For semiconductor and printed circuit board applications, acid copper baths use additives that facilitate plating in high-aspect-ratio vias and through holes. Such additives can be grouped into three categories:
- Suppressors (also known as inhibitors or carriers) (typically polyethers such as polyethylene glycol or polypropylene glycol)
- Accelerators (also known as brighteners) (typically thiols or disulfides such as 3-Mercapto-1-propanesulfonic acid or bis-(3-sodium sulfopropyl) disulfide)
- Levelers (examples include dyes such as Janus Green B, Alcian Blue, and Diazine Black)

Without these additives, copper will preferentially deposit on the surface near the top of the vias instead of inside the vias due to the lower local current density inside the vias, leading to top-down via filling and undesirable voids. The suppressor inhibits plating near the top of the via and the surface, while the brightener accelerates plating near the bottom of the via. The leveler helps prevent buildup at the via opening and creates a smoother surface finish.

=== Acid fluoroborate ===
Copper fluoroborate baths are similar to acid sulfate baths, but they use fluoroborate as the anion rather than sulfate. Copper fluoroborate is much more soluble than copper sulfate, which allows one to dissolve larger quantities of copper salt into the bath, enabling much higher current densities than what is possible in copper sulfate baths. Their main use is for high-speed plating where high current densities are required. Drawbacks to the fluoroborate chemistry include lower throwing power than acid sulfate baths, higher cost to operate, and greater safety hazards and waste treatment concerns.

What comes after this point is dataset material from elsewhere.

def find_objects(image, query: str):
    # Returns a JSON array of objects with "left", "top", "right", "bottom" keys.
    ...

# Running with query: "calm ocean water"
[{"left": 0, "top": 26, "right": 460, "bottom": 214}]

Acid fluoroborate baths contain cupric tetrafluoroborate and fluoroboric acid. Boric acid is typically added to the bath to prevent hydrolysis of the fluoroborate ions, which generates free fluoride in the bath. Unlike acid sulfate baths, fluoroborate baths usually do not contain organic additives.

==== Bath composition ====

| Chemical Name | Formula | Bath concentration |  |  |
| High concentration | Low concentration |
| Copper(II) tetrafluoroborate | Cu(BF_{4})_{2} | 459 g/L | 225 g/L |
| Fluoroboric acid | HBF_{4} | 40.5 g/L | 15 g/L |

==== Operating conditions ====
- Temperature: 18-66 °C
- Cathode current density: 13-38 A/dm^{2} (high concentration); 8-13 A/dm^{2} (low concentration)
- pH: 0.2-0.6 (high concentration); 1.0-1.7 (low concentration)

=== Pyrophosphate ===
Pyrophosphate copper plating baths possess gentler chemistry compared to the toxic alkaline cyanide baths and the corrosive acid copper baths, operating at mildly alkaline pH and utilizing relatively non-toxic pyrophosphate compounds. While pyrophosphate electrolytes are easier to waste treat than alkaline cyanide and acid plating baths, they are more difficult to maintain and control. Pyrophosphate baths offer high throwing power and produce bright, ductile deposits, making them particularly useful for printed circuit board fabrication where high throw is required for plating high-aspect-ratio through holes.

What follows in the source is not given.